‘Imi Hale Native Hawaiian Cancer Awareness, Research and Training Network is an example of an Asian American-focused CBPR.157 This network was nationally funded through the National Cancer Institute of the US National Instittes of Health (NIH) and was the only network of its kind based in a CBO rather than an academic or medical center. ‘Imi Hale staff were primarily Native Hawaiians, while their Community Council members included various professionals from throughout the Hawaiian islands, and the Scientific Council comprised academics, half of whom were Native Hawaiian. In line with the CBPR principle of capacity building, ‘Imi Hale worked with several Native Hawaiian Heath Care Systems, providing them with funding for their outreach staff. ‘Imi Hale also provided training in community outreach and mobilization, cultural competency, research, health education, grant writing, manuscript writing, and program evaluation to all network members. For their part, Native Hawaiian Heath Care Systems helped recruit participants and test educational materials. To continue the collaborative research process with the Native Hawaiian community, ‘Imi Hale aimed to build their cancer research skills. This iterative process was time and labor intensive, consisting of many cycles of seeking and incorporating community feedback on general research directions and then on the cultural relevancy of materials.
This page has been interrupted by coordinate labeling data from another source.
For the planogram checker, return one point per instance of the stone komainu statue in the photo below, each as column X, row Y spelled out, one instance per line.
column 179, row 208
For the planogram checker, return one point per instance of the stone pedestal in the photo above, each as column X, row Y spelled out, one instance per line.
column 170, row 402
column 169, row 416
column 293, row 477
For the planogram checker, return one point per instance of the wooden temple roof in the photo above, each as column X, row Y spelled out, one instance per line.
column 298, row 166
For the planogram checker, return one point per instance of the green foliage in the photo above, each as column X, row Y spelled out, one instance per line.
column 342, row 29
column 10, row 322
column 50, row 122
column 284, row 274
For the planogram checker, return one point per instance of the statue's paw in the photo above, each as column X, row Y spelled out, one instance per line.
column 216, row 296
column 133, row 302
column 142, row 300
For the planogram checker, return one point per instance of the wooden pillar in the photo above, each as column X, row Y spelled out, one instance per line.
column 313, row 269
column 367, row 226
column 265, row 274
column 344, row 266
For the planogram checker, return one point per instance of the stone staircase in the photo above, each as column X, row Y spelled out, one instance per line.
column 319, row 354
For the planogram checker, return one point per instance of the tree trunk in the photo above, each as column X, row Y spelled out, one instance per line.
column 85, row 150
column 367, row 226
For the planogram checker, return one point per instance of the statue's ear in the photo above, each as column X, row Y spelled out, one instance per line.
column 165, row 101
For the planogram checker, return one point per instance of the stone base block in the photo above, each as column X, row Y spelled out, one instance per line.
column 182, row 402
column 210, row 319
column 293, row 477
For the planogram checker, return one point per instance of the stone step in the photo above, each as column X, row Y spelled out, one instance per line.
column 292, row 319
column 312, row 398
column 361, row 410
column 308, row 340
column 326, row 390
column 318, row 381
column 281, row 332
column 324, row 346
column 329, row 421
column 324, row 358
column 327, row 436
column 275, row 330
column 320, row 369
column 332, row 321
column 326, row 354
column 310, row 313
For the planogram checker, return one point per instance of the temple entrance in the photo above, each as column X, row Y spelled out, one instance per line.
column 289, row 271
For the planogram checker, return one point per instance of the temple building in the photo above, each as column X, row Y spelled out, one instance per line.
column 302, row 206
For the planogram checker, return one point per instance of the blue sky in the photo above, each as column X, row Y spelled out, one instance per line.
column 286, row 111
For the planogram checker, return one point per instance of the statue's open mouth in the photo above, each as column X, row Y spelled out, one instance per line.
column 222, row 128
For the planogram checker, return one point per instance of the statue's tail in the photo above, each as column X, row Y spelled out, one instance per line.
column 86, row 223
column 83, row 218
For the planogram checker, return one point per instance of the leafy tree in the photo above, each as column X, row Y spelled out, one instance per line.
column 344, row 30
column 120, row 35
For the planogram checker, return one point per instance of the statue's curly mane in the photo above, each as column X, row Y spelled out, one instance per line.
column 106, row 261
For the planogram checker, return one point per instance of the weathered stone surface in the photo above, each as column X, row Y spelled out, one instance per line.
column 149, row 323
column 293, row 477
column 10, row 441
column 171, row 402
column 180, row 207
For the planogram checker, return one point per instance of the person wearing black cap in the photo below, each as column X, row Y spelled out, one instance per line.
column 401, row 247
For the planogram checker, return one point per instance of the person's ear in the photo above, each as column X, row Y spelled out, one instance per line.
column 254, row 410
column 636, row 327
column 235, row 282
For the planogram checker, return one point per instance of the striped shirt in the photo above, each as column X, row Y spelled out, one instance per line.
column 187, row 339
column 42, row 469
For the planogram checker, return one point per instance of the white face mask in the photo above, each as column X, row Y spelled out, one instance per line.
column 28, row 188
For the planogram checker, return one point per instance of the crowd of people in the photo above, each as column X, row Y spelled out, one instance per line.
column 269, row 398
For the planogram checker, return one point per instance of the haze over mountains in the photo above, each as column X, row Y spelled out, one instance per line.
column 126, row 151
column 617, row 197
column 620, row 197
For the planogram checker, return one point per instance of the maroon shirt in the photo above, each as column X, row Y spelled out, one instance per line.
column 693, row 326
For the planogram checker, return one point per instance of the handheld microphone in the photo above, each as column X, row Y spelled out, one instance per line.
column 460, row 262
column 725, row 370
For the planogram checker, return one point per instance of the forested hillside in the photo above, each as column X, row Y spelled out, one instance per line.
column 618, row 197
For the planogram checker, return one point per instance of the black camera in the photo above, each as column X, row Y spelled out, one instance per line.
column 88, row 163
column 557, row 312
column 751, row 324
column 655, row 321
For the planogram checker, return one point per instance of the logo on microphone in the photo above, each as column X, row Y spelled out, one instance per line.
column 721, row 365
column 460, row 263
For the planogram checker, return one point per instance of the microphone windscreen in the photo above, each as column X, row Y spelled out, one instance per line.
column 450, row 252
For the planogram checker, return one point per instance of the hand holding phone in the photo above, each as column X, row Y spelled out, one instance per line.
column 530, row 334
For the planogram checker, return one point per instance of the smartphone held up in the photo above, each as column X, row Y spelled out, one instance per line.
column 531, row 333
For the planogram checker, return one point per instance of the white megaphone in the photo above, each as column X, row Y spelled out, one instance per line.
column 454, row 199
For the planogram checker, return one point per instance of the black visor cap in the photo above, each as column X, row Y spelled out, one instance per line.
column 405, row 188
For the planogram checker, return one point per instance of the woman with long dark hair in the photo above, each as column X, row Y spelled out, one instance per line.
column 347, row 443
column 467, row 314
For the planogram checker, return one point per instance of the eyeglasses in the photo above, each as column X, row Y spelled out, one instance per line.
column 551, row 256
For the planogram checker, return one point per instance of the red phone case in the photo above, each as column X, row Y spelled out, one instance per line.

The ‘Imi Hale network also provided training and opportunities for Native Hawaiians to work on the research study and be involved in all important decisions, including how funds were spent. This collaborative network, led by and for Native Hawaiians, was able to build community capacity to write scientific papers, provide cancer education, mobilize, and other skills, as well as increase the availability of Native Hawaiian-specific educational materials.

As with other groups, successful CBPR efforts with Asian American communities require understanding of opportunities and challenges and appropriate application of the CBPR process. Community-based participatory research has great potential to help increase understanding of the unique and varied health needs of Asian Americans including disaggregating information about Asians and better understanding and attending to the needs of individual subgroups that comprise the Asian American community in the United States.